Scientists differ on how dangerous the radiation levels on Mars would actually be for future explorers. The first on-the-ground radiation measurements came from NASA’s Curiosity rover in 2013, which suggested that astronauts who spent a year traveling to and from Mars and 500 days on the surface would receive a radiation dose of about one Sievert, equivalent to a roughly five percent increased lifetime risk of cancer compared to a lifetime of exposure back on Earth. NASA currently limits astronauts to no more than a three percent increased risk of developing cancer compared to the general population—after they reach this amount of cumulative radiation, they’re grounded. The space agency, however, is forging ahead with plans to send crews to Mars by the 2030s; among the technologies high on its list to develop for a Martian mission is better radiation shielding.

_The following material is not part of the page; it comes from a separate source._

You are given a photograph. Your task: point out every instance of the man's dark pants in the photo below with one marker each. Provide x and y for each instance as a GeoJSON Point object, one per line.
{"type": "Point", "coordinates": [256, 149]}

Scientific American spoke to Weir about the plausibility of a real-life mission to Mars, the prospect of space hotels and why he would never want to travel to the Red Planet himself. An edited version of the conversation is below.

How much of the technology Watney uses in the book and movie actually exists?

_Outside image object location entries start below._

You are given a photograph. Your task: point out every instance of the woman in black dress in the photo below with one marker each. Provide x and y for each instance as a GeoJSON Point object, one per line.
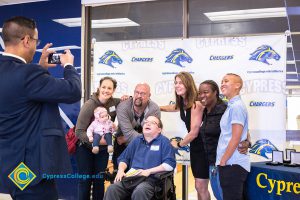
{"type": "Point", "coordinates": [191, 112]}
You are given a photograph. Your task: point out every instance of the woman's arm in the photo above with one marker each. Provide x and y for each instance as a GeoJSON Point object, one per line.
{"type": "Point", "coordinates": [196, 121]}
{"type": "Point", "coordinates": [237, 130]}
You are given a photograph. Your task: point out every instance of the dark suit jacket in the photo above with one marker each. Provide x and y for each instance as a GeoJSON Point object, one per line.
{"type": "Point", "coordinates": [30, 125]}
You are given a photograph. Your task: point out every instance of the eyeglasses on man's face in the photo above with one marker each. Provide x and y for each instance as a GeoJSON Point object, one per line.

Pretty much all of it exists. The radiation shielding was the one magical technology I granted them. But otherwise all the technology is either current or scaled-up versions of what exists today.

Do you think humans will ever reach Mars?

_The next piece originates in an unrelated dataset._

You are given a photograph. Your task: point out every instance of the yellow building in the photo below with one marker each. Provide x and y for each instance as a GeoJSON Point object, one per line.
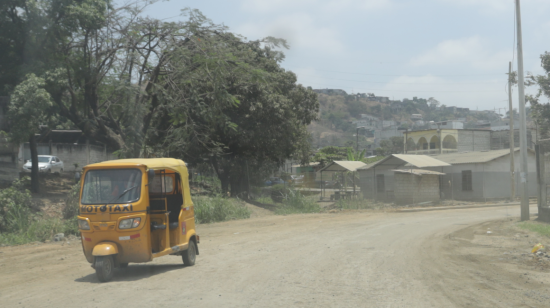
{"type": "Point", "coordinates": [443, 141]}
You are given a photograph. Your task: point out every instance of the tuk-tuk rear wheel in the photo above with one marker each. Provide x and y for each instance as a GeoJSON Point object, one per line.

Absolutely. The only question is when. But despite how I portray the missions in the book, I think the first manned mission will probably be a [multinational] effort like the International Space Station.

I suspect we lack the political will to send a manned mission to Mars right now. The money is not there, and NASA isn’t as well-funded as they used to be, but I don’t have any doubt that we will eventually get there. I’d like it happen during my lifetime but if it doesn’t, oh well. I’m just a little drop in the bucket when it comes to human history.

In The Martian, China’s space agency plays an important part in attempts to save Mark Watney. Do you think the Chinese might be the first to send people to Mars?

No. They are certainly capable, but I also question whether they have the political will to spend that much money. I do strongly suspect that by the time we go to Mars we’ll be cooperating with China.

Commercial space companies don’t feature much in the story. Do you think they’ll be a major force in getting to Mars?

Absolutely—commercial spaceflight is crucial. Companies like SpaceX say they want to drive the price down, and are vigilantly working to reduce the cost to get things into Earth orbit. That motivation is what will ultimately allow us to expand into our solar system.

Imagine if you could go up into space and spend a week at a space hotel for about $50,000. It would be once-in-a-lifetime trip, but a lot of middle-class Americans would do that. Suddenly, there’d be this huge market for it and that would cause even more competition in the industry and drive prices further down. We’re just at the cusp of a space boom, I think.

If this future comes to pass, would you want to go to Mars?

Oh hell no. I write about brave people. I’m not one of them. I have a fear of flying!